第5話

「みんな、聞いてくれ!オレはゴンスケを殺……」


「やめて!!」

突然の叫び声によって、オレの言葉は遮られた。


叫んだのは他でもない、マリーだった。


「お願いだから、ゴンスケを殺さないであげて!彼はただお腹が減ってるだけなの!それに……私たちだってゴンスケと同じようなものよ!私たちの事を好きになってくれる人が増えれば、きっと彼も分かってくれるわ!」


マリー……お前……!


「……分かった。ゴンスケを殺さずに済む方法を考えよう」


こうして、オレ達の旅はまだ続く。


ゴンスケを殺してしまえば任務は達成されるが、国王に処刑されるだろう。


かといって、このまま放置しておけばゴンスケは人肉を食らい続ける。


つまり、ゴンスケをコントロールする術を見つける必要があるのだ。


オレ達は考えた末、ある結論に達した。




オレ達は今、森の中にいる。この森の奥に、ゴンスケの食料となる動物がいるという情報を入手したためだ。


早速オレ達は獲物を探し始めた。

しばらく歩くと、目の前に鹿が現れた。


すかさずゴンスケが突進するが、ギリギリのところで避けられてしまった。


その後、何度か挑戦したが、ことごとく失敗に終わる。


くそっ、どうしたら……ん? ふと見ると、近くの茂みから何かが飛び出してきた。


よく見てみると、それは兎だった。


しかも、運が良い事にメスの個体だ。


オレはすぐさま駆け寄り、捕まえた。


そして、ゴンスケの前に差し出し「お前の餌だぞ…頼むから人間を食べるのは止めてくれ…」と懇願した。
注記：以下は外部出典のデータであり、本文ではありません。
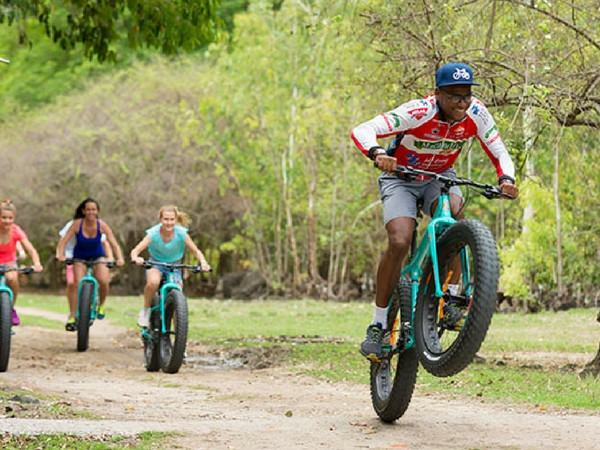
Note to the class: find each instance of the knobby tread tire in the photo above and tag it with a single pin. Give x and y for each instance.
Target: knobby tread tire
(5, 329)
(485, 273)
(151, 357)
(392, 405)
(173, 343)
(85, 311)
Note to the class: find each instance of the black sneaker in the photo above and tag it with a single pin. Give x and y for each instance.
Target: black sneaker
(454, 318)
(371, 346)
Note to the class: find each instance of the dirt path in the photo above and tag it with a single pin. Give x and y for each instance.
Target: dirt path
(241, 408)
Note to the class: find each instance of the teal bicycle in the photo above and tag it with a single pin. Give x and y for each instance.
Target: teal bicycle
(166, 338)
(87, 301)
(6, 304)
(427, 322)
ゴンスケは最初、嫌がる素振りを見せたが、オレの熱意が伝わったのか、渋々といった様子で食べてくれた。


これで当面は大丈夫そうだ。

オレ達はゴンスケをつれて街に戻った。


街に戻ると、ゴンスケはすぐ食糧を求めに行った。


どうやら、今度は果物を食べたいらしい。もう、人肉は食べるなよ…と心の中で祈った。



ゴンスケは果物売りの露店に駆け寄ると、果物を店主ごと美味しそうに貪り食った。



マリーは絶叫しショックで昏倒、オレはただ呆然とその様子を眺めることしか出来なかった…。